In the foreword to this book, Ligotti writes a bit about weird fiction. He talks about how that type of fiction is about the unknown, and even describes the quintessential weird fiction story, which is one where a man reaches for his glasses in the dark, only to have someone place them into his hand. That’s the whole story, beginning, middle, and end, and while it’s certainly spooky (mostly due to the uncertainty on who — or what — placed the glasses into his hands), it doesn’t strike me as particularly weird, I guess because I think of weird fiction as including something unknown, but otherworldly in nature.

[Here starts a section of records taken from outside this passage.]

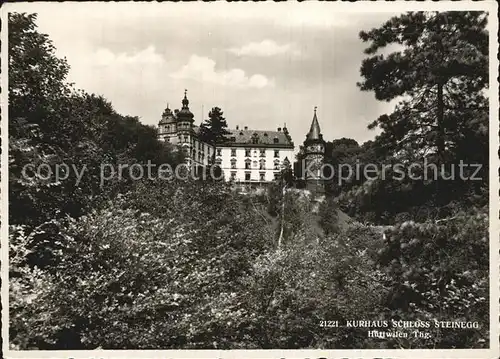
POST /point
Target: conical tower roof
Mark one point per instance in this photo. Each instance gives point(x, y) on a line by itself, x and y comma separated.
point(185, 113)
point(314, 133)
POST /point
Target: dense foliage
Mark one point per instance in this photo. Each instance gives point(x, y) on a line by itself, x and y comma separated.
point(195, 264)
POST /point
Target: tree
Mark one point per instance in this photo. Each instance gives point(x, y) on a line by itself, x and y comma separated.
point(437, 75)
point(214, 129)
point(441, 70)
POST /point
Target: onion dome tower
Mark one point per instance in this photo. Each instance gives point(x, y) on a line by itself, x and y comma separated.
point(314, 147)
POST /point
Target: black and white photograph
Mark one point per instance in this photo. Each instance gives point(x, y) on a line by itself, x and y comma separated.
point(204, 177)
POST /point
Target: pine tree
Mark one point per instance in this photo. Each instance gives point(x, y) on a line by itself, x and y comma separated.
point(439, 74)
point(214, 129)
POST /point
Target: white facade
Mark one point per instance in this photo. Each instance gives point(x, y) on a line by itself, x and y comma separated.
point(248, 156)
point(252, 164)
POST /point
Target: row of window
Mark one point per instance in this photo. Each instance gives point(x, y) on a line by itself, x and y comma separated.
point(248, 176)
point(248, 152)
point(261, 164)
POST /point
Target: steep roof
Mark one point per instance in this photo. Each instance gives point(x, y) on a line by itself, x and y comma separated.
point(315, 131)
point(263, 138)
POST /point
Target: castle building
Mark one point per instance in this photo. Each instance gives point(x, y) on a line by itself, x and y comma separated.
point(255, 156)
point(314, 155)
point(178, 129)
point(248, 156)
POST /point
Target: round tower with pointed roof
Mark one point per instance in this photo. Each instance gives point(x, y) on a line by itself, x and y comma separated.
point(314, 156)
point(167, 127)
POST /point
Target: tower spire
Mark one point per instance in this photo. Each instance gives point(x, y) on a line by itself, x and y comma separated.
point(314, 131)
point(185, 101)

In this collection, the stories are a little bit of both, with the majority of the stories being about the otherworldly unknown. And like Lovecraft, the stories are mostly about evoking a feeling of dread. Ligotti succeeds at this with his imagery and atmosphere, but where Lovecraft kind of wrapped up his stories around a plot, Ligotti’s are more about suggesting the larger unknown around us. In some cases, I got lost among his words, enough so that when I got to the end of the story, I wasn’t really sure what had happened. Generally, people got lost in the unknown, either physically or mentally, but the details of many of the stories were lost on me. It’s like I had a sense of what happened, but by the time I turned to the next page, the rest of it was gone.
Honestly, the stories started to annoy me, because I got so lost. I can appreciate Ligotti’s skills at evoking emotion, but I needed more to carry me through the stories. Two of the stories — “The Tsalal” and “Mad Night of Atonement” — had some character development to keep me engaged, but otherwise I felt like they were just drawn-out ideas. Because of that, though, I really liked the 2- and 3-page vignettes that made up the end of the book, since the point of them was just to present the idea with the weirdness. They were short, sharp shocks, and easily read and understood.
I can see why Ligotti has his fans, but I’m not sure that I’m going to be one of them. While I can admire his writing skills, I can’t say much for the stories themselves, and unless I can find another collection of just vignettes, I doubt I’ll read any more of his work.